Julio, saliendo de su tranquilidad, repentinamente, puso una mano sobre la muñeca de Muñoz y se la oprimió con un movimiento nervioso:
—¿Estás seguro, en todo caso—le interrogó—de que le tienes verdadero amor? No, no me mires como si te preguntara algo desatinado. Es que tú no has pensado nunca en esto... Si experimentas una angustia tan brutal, todo pasará y no te quedarán después sino las cenizas...
—No te entiendo... no puedo entenderte.
—Si tu pasión arde así, con esa violencia, quemándote la carne y la sangre, no viene de tu espíritu, sino de tu naturaleza agitada, convulsionada. Te has entregado, ciegamente, a un sentimiento que tal vez cualquier otra mujer te hubiera inspirado también. El amor, el verdadero amor del hombre, es algo ante todo espiritual; los sentidos sufren su influencia, a veces de una manera violenta, pero sin avasallar al espíritu nunca.

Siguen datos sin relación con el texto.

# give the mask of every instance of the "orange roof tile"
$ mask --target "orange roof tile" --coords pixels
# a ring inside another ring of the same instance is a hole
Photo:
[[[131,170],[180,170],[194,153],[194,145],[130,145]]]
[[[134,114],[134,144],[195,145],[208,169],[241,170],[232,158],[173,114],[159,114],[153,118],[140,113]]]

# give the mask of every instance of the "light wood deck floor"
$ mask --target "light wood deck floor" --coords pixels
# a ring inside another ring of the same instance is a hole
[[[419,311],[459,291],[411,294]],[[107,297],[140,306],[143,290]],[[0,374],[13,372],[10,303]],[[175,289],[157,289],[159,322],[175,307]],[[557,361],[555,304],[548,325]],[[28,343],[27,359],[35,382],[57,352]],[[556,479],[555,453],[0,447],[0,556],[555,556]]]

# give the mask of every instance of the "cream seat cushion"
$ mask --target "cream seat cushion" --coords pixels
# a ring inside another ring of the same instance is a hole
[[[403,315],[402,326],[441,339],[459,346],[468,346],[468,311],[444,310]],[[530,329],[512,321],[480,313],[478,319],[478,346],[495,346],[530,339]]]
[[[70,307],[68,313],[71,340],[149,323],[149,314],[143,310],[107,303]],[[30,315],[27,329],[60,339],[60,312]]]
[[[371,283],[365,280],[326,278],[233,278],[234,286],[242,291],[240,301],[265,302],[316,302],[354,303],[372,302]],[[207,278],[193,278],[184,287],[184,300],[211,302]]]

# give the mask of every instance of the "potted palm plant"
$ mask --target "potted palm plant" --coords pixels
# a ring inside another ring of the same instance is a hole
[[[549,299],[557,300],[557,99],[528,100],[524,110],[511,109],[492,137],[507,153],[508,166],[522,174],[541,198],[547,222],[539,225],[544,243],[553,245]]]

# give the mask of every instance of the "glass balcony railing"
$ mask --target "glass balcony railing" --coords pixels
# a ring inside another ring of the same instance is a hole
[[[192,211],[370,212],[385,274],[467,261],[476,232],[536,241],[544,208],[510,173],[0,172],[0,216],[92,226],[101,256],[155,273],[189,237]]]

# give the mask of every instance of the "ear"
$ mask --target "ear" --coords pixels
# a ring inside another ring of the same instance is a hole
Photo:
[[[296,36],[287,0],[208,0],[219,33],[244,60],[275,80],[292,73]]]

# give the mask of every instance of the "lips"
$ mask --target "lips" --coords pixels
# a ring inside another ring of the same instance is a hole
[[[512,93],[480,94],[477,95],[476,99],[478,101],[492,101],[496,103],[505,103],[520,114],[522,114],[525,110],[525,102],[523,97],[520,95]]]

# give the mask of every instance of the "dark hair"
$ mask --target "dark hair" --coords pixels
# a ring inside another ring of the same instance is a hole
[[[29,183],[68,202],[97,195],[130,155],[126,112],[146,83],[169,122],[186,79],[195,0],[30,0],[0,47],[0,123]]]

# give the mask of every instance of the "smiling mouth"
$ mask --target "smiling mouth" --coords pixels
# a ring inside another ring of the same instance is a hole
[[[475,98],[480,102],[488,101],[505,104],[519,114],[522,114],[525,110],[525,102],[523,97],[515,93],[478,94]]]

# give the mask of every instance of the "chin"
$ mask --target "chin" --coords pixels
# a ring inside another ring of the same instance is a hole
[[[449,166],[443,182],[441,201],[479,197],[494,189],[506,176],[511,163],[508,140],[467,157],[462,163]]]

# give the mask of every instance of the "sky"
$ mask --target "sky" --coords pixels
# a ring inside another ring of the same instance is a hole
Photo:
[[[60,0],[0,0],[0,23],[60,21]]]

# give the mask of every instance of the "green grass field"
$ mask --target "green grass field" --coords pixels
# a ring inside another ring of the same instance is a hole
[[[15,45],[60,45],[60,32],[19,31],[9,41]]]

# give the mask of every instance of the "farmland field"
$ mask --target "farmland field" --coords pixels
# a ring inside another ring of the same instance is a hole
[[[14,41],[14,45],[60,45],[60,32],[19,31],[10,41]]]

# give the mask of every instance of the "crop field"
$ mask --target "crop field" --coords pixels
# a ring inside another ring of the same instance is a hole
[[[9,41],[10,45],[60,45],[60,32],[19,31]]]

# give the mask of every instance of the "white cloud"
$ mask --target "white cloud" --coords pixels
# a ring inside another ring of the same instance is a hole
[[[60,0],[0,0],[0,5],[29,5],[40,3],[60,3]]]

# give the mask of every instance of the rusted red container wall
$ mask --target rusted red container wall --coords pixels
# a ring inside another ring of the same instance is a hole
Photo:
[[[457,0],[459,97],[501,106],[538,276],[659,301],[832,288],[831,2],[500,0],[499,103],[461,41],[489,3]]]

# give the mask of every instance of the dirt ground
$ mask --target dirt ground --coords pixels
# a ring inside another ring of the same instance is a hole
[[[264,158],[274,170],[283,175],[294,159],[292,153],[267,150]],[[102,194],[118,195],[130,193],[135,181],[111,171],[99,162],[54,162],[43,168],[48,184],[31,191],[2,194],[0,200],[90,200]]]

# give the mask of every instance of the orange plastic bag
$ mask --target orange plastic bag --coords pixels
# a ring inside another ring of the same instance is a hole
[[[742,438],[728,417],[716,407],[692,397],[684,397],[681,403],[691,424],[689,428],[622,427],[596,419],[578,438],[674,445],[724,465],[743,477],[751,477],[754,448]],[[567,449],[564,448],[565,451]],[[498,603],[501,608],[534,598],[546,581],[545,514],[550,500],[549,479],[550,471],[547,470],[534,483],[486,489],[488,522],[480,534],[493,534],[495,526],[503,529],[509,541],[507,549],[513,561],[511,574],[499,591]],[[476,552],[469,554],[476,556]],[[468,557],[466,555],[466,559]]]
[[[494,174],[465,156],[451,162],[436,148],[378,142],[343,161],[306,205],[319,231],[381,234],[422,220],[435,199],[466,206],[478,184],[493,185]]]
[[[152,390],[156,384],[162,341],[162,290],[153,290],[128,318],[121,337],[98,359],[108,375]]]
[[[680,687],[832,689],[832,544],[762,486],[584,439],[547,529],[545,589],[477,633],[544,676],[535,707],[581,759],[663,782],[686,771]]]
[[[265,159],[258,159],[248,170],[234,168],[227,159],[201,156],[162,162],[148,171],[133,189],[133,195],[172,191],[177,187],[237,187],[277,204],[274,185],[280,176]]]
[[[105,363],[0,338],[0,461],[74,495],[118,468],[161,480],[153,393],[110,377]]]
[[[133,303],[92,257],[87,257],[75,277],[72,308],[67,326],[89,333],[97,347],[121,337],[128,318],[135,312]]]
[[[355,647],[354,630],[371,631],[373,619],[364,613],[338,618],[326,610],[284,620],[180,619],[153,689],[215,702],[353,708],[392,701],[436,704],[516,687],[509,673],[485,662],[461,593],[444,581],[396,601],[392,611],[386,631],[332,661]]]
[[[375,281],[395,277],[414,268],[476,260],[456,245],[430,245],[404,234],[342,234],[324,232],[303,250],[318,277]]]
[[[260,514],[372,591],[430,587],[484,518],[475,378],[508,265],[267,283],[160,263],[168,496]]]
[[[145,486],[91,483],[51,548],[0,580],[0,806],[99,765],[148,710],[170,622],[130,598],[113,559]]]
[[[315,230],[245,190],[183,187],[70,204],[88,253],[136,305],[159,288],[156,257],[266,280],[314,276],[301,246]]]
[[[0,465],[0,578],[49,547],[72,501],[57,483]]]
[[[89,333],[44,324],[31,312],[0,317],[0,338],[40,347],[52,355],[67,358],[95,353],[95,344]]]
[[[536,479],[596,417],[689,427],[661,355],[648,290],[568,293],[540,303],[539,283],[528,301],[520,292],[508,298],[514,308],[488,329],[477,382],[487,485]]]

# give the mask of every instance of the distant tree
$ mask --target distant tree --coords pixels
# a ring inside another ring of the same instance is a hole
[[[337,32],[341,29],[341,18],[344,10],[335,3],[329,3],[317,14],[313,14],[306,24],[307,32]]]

—Basta, Julio, basta, en estas cosas está demás razonar... Déjame desahogarme... Si ella fuese de esas criaturas inconscientes, pura irreflexión, pura coquetería, todo lo que hace sería cien veces más perdonable. Pero no, es inteligentísima, más que cualquiera de sus amigas. No, no es una irreflexiva; por el contrario, parece que siguiera el hilo de mis ideas y adivinara todo lo que pienso. Ella sabe hasta qué punto sufro, y no le importa. Cuando considero lo que me ha hecho pasar, la imagino de una maldad que no se concibe mayor. ¡Y sin embargo, a veces, su cara distraída tiene una expresión tan buena! La duda de cómo es ella, realmente, me enloquece tanto como la duda de su amor.